Even during the long English colonial period, a lot of traditions or cultural elements or even economic features that were created by the Dutch in their brief period from the 1620s to 1664 or 1674, depending on how you count it, they lived on. And one of the things that was a conscious decision by the English governors was to disrupt as little as possible of the existing society and culture and economy.
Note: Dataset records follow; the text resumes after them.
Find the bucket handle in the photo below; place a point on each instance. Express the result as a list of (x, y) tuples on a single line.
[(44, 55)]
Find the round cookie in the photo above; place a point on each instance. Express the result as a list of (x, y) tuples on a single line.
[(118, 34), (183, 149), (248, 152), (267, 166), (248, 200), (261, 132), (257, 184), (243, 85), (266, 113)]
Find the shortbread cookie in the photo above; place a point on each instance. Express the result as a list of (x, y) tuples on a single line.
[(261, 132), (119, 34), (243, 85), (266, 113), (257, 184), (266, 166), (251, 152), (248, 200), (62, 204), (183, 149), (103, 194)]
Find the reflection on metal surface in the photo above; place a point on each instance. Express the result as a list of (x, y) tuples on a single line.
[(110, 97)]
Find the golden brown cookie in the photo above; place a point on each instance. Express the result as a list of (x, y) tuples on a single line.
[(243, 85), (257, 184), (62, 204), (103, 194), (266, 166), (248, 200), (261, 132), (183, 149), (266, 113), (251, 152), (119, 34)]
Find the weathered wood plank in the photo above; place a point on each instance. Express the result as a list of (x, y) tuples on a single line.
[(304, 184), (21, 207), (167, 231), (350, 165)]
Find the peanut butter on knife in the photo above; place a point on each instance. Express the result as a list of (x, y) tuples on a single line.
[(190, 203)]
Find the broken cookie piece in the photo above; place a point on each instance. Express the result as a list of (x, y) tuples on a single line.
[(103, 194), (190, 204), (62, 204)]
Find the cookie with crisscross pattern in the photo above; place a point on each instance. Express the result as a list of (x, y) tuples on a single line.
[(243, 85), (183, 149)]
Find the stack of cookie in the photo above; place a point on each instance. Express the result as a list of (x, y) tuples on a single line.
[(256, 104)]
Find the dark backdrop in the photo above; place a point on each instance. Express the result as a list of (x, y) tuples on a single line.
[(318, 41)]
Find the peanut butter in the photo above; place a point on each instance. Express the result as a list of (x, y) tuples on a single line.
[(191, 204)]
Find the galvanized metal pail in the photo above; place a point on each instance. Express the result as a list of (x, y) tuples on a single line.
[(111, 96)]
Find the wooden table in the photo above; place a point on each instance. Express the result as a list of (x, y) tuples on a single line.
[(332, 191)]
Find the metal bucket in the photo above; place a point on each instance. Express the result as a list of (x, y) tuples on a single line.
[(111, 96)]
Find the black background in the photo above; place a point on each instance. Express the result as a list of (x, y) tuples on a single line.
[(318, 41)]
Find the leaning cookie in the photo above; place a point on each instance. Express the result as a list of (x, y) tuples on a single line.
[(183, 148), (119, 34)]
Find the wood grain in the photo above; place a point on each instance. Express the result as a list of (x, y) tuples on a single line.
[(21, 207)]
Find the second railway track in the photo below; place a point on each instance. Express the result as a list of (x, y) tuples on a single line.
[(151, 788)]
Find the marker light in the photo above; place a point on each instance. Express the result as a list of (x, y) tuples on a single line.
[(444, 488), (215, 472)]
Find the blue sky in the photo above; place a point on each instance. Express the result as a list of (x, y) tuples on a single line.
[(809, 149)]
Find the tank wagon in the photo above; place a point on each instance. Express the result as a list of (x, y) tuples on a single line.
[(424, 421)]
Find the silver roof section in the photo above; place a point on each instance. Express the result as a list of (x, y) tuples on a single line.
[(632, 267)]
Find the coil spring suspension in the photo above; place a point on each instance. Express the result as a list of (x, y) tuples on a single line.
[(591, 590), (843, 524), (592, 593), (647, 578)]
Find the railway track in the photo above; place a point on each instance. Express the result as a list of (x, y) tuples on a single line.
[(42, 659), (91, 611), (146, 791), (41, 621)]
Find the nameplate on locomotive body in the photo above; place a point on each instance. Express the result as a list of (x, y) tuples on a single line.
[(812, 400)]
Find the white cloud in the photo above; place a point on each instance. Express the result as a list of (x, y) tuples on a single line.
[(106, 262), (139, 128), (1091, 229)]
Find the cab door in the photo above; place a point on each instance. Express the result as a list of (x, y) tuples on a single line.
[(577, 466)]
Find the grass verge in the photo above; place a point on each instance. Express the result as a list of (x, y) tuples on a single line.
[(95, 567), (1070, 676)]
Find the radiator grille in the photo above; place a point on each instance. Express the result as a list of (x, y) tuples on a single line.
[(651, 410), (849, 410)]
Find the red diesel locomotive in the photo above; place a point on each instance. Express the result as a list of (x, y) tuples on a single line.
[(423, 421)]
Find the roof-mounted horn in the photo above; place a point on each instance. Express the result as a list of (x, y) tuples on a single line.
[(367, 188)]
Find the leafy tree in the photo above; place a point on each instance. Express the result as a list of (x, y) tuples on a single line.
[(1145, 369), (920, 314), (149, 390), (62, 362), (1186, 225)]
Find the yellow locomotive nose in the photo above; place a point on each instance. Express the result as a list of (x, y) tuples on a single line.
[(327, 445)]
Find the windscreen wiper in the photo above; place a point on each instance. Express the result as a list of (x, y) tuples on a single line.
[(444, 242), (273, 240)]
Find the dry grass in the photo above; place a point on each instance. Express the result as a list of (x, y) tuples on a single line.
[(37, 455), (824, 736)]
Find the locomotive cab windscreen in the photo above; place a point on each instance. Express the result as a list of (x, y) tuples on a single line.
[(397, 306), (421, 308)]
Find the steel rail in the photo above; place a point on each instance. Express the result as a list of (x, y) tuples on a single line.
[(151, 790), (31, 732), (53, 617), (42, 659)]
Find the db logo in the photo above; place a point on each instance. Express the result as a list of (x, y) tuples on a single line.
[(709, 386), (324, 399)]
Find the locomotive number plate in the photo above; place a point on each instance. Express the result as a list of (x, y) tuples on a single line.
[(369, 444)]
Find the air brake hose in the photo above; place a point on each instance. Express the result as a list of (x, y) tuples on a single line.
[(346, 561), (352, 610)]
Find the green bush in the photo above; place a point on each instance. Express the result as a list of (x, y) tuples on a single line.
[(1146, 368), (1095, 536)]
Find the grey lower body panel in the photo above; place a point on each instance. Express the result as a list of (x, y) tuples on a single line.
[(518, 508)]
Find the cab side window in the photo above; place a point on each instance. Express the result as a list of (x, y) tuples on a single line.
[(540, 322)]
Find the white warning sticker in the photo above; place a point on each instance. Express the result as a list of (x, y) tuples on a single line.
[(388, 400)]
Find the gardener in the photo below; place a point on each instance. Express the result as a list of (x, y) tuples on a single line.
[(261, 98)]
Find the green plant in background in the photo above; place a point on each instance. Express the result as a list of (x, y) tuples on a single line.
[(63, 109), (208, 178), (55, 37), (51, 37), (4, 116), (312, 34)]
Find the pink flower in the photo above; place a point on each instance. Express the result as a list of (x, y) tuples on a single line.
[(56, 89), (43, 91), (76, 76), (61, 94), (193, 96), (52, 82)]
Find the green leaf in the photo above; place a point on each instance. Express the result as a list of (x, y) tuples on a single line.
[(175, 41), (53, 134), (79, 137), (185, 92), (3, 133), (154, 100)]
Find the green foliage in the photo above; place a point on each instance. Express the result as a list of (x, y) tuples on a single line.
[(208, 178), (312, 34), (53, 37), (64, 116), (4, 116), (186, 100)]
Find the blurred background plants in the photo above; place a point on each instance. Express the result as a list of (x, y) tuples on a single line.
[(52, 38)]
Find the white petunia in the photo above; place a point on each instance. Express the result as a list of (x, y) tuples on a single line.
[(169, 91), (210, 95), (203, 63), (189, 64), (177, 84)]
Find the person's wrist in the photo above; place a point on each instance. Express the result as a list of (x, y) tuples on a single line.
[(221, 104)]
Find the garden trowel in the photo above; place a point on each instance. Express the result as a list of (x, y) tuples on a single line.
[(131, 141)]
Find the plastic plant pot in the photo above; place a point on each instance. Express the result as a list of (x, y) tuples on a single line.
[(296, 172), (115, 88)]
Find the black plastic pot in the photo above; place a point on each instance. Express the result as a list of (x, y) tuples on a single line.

So the Dutch language continues and so do certain sort of civil and political rights that people were accustomed to having, the white people of New Amsterdam.
It also has a very different and complicated and extremely fraught history with the Native people who were here first and also with the enslaved population and under the British, grows to be the largest slaving holding city in the North and the centre of urban slavery in a lot of ways. So it's all very complex and entangled with each other. One of the things that's often touted is that there's a Dutch tradition of toleration that infuses New York. I think that can be overstated. Though, there are some threads that you can examine that are about the particularities of how New York evolved from being a Dutch colony to a British colony to an independent city that has a particular character because of its Dutch origins.
Greg Clark
Sarah, thank you. Would you mind if we just spent one moment on two key points that you've just mentioned and just give them your take? What was it about that place, Manhattan, that led to an Indigenous settlement being there? And if you like, what do we know about that that's important for understanding New York today? And then I guess the second question is just to kind of invite you to amplify a bit more about slavery and the role of New York in that.
Sarah Henry
Sure. All right, let's do this. Doing this quickly in a compressed way is a fun challenge.
Greg Clark
It's tricky.
Sarah Henry
No, it's good. So the people who inhabited the area that we now call New York and the broader region around New York were Munsee people called the Lenape, and they recognised the rich resources and value of the place that the Dutch and then, later, English colonised. The importance of the waterways, the incredible fertility of the water, for example, and of the land. And the ways that they use the land and the ways that they connected with the economy of the region and of the continent are complicated. And they have often been erased from the narrative and erased from the history, and there's been incredible good work being done to retrieve and recover those histories more than we can talk about in this compressed time.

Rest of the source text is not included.